Mrs. Langham-Greene was a woman who wore well, as the saying is. Her figure was straight and supple as a girl of twenty's and her delicate features had escaped the pinched look which frequently accompanies thinness in a woman of fifty. Her skin had always been colourless and now resembled fine ivory; her hair, which she wore parted in the middle in the Madonna style, was only very slightly flecked with grey. Julia Langham-Greene was a distinguished woman, an interesting woman, an elegant woman. When, at thirty-five, she had first donned widow's weeds, she had created such a furore that it was many years before she found herself able to relinquish them. However, when a woman reaches forty and finds herself capable of wearing pale blue and scarlet to advantage—she usually does.

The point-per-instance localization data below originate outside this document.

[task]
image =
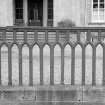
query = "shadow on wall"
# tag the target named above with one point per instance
(66, 24)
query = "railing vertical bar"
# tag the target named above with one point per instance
(4, 35)
(83, 66)
(0, 65)
(14, 35)
(41, 65)
(35, 35)
(25, 36)
(72, 65)
(30, 67)
(20, 65)
(52, 65)
(9, 66)
(94, 66)
(104, 65)
(62, 65)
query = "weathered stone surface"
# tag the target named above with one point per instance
(54, 96)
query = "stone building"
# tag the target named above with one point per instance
(50, 12)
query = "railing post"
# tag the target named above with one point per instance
(52, 65)
(104, 65)
(20, 65)
(83, 65)
(9, 66)
(62, 65)
(72, 65)
(94, 66)
(30, 67)
(0, 65)
(41, 65)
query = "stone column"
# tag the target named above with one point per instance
(25, 11)
(45, 12)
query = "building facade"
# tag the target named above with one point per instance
(50, 12)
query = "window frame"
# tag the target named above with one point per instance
(98, 20)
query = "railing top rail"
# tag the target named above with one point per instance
(10, 28)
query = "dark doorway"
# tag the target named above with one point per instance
(35, 12)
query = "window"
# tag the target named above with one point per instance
(50, 12)
(18, 11)
(98, 11)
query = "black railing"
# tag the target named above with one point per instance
(80, 38)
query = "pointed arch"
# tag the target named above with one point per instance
(78, 64)
(36, 64)
(67, 64)
(25, 65)
(88, 70)
(15, 65)
(57, 64)
(46, 64)
(4, 65)
(99, 64)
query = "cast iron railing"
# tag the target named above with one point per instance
(30, 36)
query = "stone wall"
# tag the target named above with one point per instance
(53, 95)
(6, 13)
(70, 9)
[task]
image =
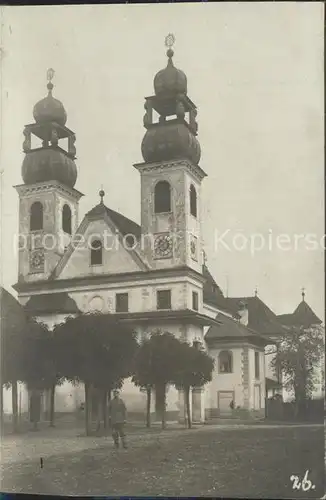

Mrs. Langham-Greene was now forty-seven, yet she could attend a fancy dress ball attired in Nile green and pearls and look the part of Undine to perfection. Small wonder, then, that she wished to transfer such lasting charms to still more lasting canvas; and Amherst had attained distinction as a portrait painter years before. She smiled delicately on him now, as she sugared his tea and inquired in tones of melted honey whether he took cream or lemon; and pondered inwardly how best to land the shaft she held in store.

"You are too good," she purred, in response to a perfunctory compliment on his part. "Far too good. Among so many young and pretty girls I fear I must have been quite unnoticed. Miss Reed, for instance! What regular features she has; quite ideal! What a pity that she has so little conversation! and such poor taste in dress. And is it true that her father has fits and that her mother was a house-maid before he married her?"

"I never heard that," returned Amherst, opening his honest eyes in amazement. "Miss Reed is a striking looking girl, but, to my mind, Miss Ladilaw is far prettier."

"But so uninteresting, don't you think?"

"Not more so than the majority of very young girls."